Author: jakub Date: Fri May 10 08:40:10 2013 New Revision: 198769 URL: http://gcc.gnu.org/viewcvs?rev=198769&root=gcc&view=rev Log: PR tree-optimization/45216 PR tree-optimization/57157 * tree-ssa-forwprop.c (simplify_rotate): New function. (ssa_forward_propagate_and_combine): Call it. * c-c++-common/rotate-1.c: New test. * c-c++-common/rotate-1a.c: New test. * c-c++-common/rotate-2.c: New test. * c-c++-common/rotate-2a.c: New test. * c-c++-common/rotate-3.c: New test. * c-c++-common/rotate-3a.c: New test. * c-c++-common/rotate-4.c: New test. * c-c++-common/rotate-4a.c: New test. Added: trunk/gcc/testsuite/c-c++-common/rotate-1.c trunk/gcc/testsuite/c-c++-common/rotate-1a.c trunk/gcc/testsuite/c-c++-common/rotate-2.c trunk/gcc/testsuite/c-c++-common/rotate-2a.c trunk/gcc/testsuite/c-c++-common/rotate-3.c trunk/gcc/testsuite/c-c++-common/rotate-3a.c trunk/gcc/testsuite/c-c++-common/rotate-4.c trunk/gcc/testsuite/c-c++-common/rotate-4a.c Modified: trunk/gcc/ChangeLog trunk/gcc/testsuite/ChangeLog trunk/gcc/tree-ssa-forwprop.c Author: jakub Date: Mon May 13 11:04:26 2013 New Revision: 198823 URL: http://gcc.gnu.org/viewcvs?rev=198823&root=gcc&view=rev Log: PR tree-optimization/45216 PR tree-optimization/57157 * tree-ssa-forwprop.c (simplify_rotate): Only recognize the (-Y) & (B - 1) variant if OP is |. * expmed.c (expand_shift_1): For rotations by const0_rtx just return shifted.
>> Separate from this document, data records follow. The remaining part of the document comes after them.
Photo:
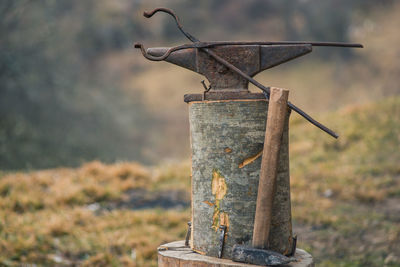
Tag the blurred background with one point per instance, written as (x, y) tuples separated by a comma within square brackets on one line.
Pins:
[(73, 89), (94, 139)]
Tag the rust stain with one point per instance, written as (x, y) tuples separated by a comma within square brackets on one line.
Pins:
[(224, 219), (250, 160), (249, 192), (199, 251), (218, 185), (228, 150)]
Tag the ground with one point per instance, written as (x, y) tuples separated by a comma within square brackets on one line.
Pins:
[(345, 196)]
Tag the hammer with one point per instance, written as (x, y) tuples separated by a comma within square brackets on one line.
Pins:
[(257, 254)]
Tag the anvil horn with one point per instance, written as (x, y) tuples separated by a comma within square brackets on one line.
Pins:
[(251, 59)]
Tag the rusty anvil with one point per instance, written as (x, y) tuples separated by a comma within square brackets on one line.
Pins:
[(251, 59)]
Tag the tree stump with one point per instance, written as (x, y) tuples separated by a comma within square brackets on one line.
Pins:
[(227, 139), (176, 254)]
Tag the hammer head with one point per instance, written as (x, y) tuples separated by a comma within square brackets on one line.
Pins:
[(251, 59)]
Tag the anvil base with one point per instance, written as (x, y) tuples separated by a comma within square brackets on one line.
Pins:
[(176, 254)]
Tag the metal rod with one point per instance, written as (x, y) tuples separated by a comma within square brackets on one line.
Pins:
[(238, 71)]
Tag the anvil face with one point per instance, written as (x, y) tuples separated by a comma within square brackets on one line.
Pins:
[(251, 59)]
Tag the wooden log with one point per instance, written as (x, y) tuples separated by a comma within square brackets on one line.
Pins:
[(176, 254), (226, 137), (277, 110)]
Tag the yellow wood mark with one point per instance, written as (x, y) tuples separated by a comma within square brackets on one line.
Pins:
[(250, 160), (218, 189), (218, 185), (208, 203), (228, 150)]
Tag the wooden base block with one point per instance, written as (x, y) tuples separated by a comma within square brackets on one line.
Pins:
[(175, 254)]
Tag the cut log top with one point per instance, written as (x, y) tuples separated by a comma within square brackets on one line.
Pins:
[(176, 254)]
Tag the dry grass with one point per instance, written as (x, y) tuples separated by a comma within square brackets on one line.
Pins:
[(345, 193)]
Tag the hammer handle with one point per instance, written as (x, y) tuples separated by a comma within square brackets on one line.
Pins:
[(277, 110)]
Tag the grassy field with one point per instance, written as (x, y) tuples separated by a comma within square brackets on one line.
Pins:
[(345, 193)]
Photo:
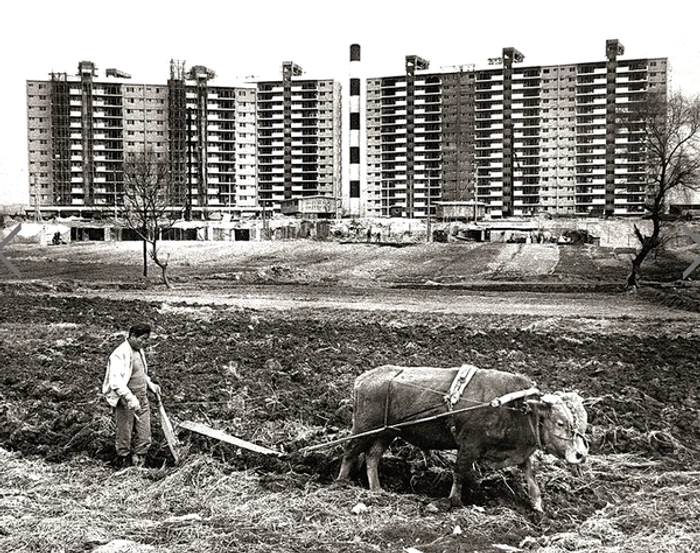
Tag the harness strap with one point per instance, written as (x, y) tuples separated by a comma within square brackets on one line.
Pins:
[(459, 384)]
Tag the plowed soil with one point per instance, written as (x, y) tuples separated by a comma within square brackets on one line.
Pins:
[(270, 357)]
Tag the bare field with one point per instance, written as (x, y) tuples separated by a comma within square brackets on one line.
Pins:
[(265, 340)]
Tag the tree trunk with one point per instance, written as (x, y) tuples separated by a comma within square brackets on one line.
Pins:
[(163, 265), (145, 258)]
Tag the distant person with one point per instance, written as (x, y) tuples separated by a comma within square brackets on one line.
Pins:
[(126, 387)]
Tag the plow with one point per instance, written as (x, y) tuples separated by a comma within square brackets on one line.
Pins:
[(450, 400)]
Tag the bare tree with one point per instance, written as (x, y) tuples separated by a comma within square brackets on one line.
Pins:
[(672, 146), (146, 204)]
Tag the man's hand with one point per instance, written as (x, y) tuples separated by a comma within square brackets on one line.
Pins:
[(133, 403)]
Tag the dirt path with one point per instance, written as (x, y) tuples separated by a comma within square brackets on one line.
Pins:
[(465, 302)]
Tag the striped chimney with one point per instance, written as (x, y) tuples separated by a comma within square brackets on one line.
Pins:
[(354, 166)]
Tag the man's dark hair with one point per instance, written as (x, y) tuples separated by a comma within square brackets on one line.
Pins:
[(140, 329)]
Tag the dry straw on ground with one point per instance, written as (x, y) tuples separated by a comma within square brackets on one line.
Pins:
[(205, 506)]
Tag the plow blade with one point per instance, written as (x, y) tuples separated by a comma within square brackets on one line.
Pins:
[(205, 430)]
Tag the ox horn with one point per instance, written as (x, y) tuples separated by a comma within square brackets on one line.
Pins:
[(550, 399)]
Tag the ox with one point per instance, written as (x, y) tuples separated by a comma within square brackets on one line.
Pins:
[(388, 398)]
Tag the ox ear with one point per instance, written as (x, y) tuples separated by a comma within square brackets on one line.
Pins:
[(538, 405)]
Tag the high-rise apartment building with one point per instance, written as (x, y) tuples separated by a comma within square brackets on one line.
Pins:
[(521, 139), (237, 150), (299, 139)]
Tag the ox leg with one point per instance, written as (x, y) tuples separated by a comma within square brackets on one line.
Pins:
[(532, 487), (351, 451), (461, 472), (372, 459)]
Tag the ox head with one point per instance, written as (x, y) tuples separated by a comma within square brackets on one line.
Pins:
[(561, 427)]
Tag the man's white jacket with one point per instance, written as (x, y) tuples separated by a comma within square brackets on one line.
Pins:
[(119, 369)]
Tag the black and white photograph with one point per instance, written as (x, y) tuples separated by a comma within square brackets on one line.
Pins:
[(354, 277)]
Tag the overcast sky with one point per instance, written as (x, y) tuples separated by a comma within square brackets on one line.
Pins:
[(236, 39)]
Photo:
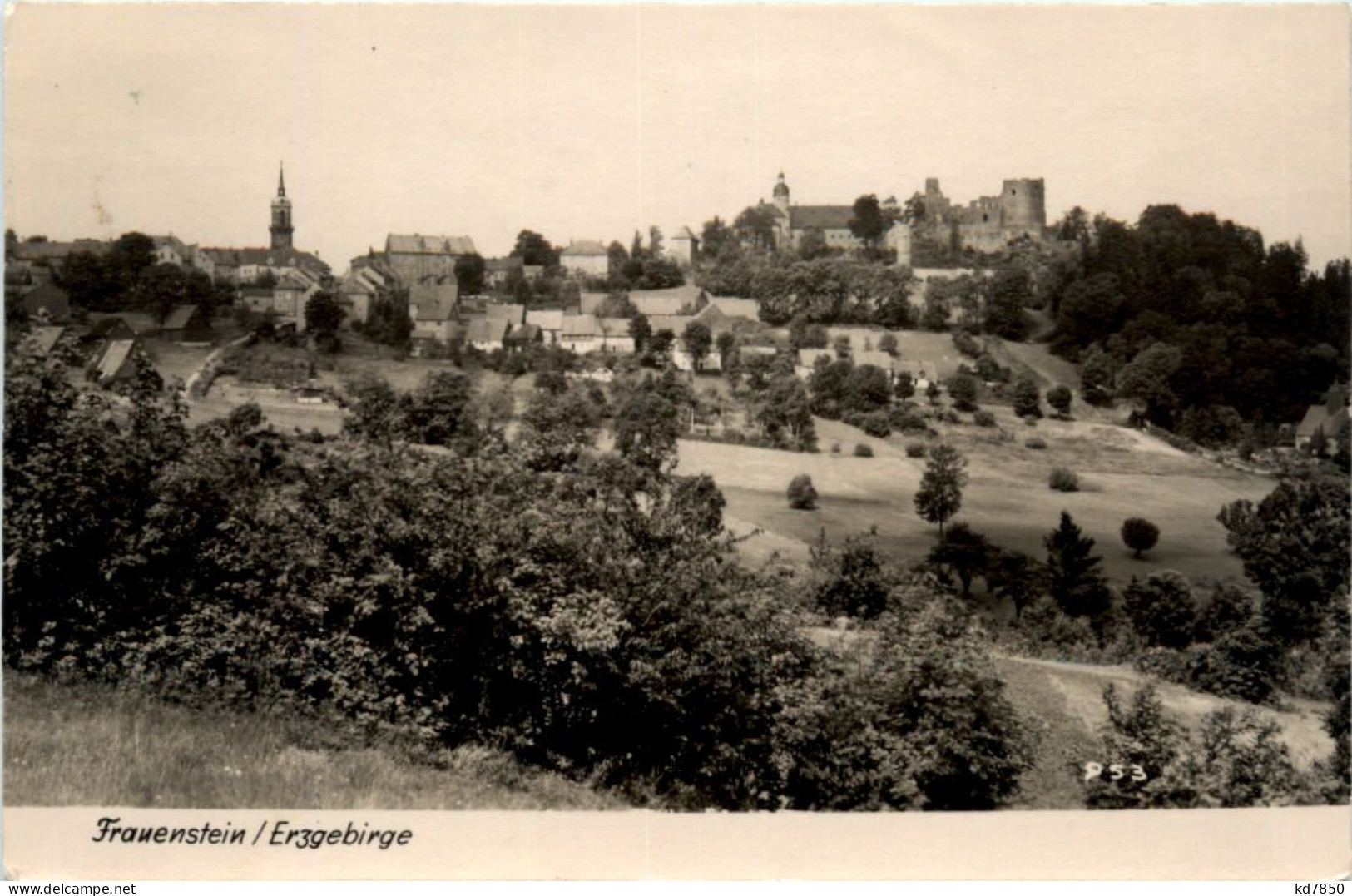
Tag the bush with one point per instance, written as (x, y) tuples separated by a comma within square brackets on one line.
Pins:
[(1161, 608), (802, 496), (875, 424), (1140, 534), (1063, 480)]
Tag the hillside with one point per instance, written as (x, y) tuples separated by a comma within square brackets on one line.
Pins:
[(151, 753)]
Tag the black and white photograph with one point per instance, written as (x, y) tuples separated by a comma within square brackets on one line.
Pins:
[(752, 415)]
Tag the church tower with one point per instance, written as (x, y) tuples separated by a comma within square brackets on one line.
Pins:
[(281, 227), (782, 194)]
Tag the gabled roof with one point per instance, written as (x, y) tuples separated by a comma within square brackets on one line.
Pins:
[(487, 331), (580, 326), (512, 314), (666, 302), (266, 259), (744, 309), (824, 216), (58, 250), (614, 326), (445, 294), (876, 359), (115, 359), (545, 318), (181, 316), (508, 264), (43, 339), (584, 248), (110, 329), (432, 302), (525, 333), (419, 245), (809, 357), (676, 324)]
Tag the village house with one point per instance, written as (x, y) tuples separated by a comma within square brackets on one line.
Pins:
[(47, 303), (187, 324), (586, 257), (488, 334), (677, 300), (415, 259), (551, 322), (1330, 417)]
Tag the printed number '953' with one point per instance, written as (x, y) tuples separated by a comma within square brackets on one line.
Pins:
[(1116, 772)]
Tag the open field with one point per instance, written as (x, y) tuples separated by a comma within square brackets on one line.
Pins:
[(1122, 473), (88, 745)]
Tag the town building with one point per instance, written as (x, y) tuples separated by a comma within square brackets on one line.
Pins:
[(415, 259), (587, 257)]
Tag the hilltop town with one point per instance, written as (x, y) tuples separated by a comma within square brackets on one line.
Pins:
[(750, 483)]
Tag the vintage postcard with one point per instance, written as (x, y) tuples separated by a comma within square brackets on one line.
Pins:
[(676, 441)]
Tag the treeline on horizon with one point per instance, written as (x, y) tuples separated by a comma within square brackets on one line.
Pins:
[(1213, 333)]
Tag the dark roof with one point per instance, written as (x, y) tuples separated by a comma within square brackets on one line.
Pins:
[(584, 248), (824, 216), (266, 259), (419, 245), (184, 316)]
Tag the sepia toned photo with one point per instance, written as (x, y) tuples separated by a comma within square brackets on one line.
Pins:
[(571, 428)]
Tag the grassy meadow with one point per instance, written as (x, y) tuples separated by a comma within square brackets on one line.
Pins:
[(91, 745)]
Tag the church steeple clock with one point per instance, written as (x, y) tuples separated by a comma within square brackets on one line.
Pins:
[(281, 227)]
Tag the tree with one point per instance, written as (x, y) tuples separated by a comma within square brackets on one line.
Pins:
[(641, 331), (1140, 534), (1016, 576), (1008, 294), (867, 219), (1027, 399), (661, 342), (1161, 608), (646, 426), (854, 582), (441, 411), (556, 428), (1294, 549), (962, 389), (1075, 580), (716, 238), (1098, 372), (756, 226), (469, 273), (940, 495), (785, 413), (966, 552), (696, 341), (324, 318), (802, 496), (1146, 379), (1060, 398), (533, 249), (811, 244), (726, 345)]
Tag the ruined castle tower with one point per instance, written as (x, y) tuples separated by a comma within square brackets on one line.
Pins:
[(281, 227), (1023, 205), (782, 194)]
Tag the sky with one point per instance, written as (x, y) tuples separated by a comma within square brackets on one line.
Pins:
[(591, 122)]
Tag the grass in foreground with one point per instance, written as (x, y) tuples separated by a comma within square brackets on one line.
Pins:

Use (-op1) & (prec - 1) as other_amount instead of prec - op1. * c-c++-common/rotate-1.c: Add 32 tests with +. * c-c++-common/rotate-1a.c: Adjust. * c-c++-common/rotate-2.c: Add 32 tests with +, expect only 48 rotates. * c-c++-common/rotate-2b.c: New test. * c-c++-common/rotate-3.c: Add 32 tests with +. * c-c++-common/rotate-4.c: Add 32 tests with +, expect only 48 rotates. * c-c++-common/rotate-4b.c: New test. * c-c++-common/rotate-5.c: New test. Added: trunk/gcc/testsuite/c-c++-common/rotate-5.c Modified: trunk/gcc/ChangeLog trunk/gcc/expmed.c trunk/gcc/testsuite/ChangeLog trunk/gcc/testsuite/c-c++-common/rotate-1.c trunk/gcc/testsuite/c-c++-common/rotate-1a.c trunk/gcc/testsuite/c-c++-common/rotate-2.c trunk/gcc/testsuite/c-c++-common/rotate-3.c trunk/gcc/testsuite/c-c++-common/rotate-4.c trunk/gcc/tree-ssa-forwprop.c
(In reply to Jakub Jelinek from comment #4) > Created attachment 30075 [details] > /tmp/gcc49-pr57157.patch > > Untested tiny i386 improvement, instead of roll $31, %eax we can emit > rorl %eax which is shorter. Forgive my ignorance... Why not put the shift amount in %ecx, %cx or %cl? The x86 processor will only use the low-order 5-bits (low order 6-bits for x86_64). That means you get the mask for free. With a free mask, you don't even have to worry about the ranges in C/C++ or the assembler's "I" or "J" constraints.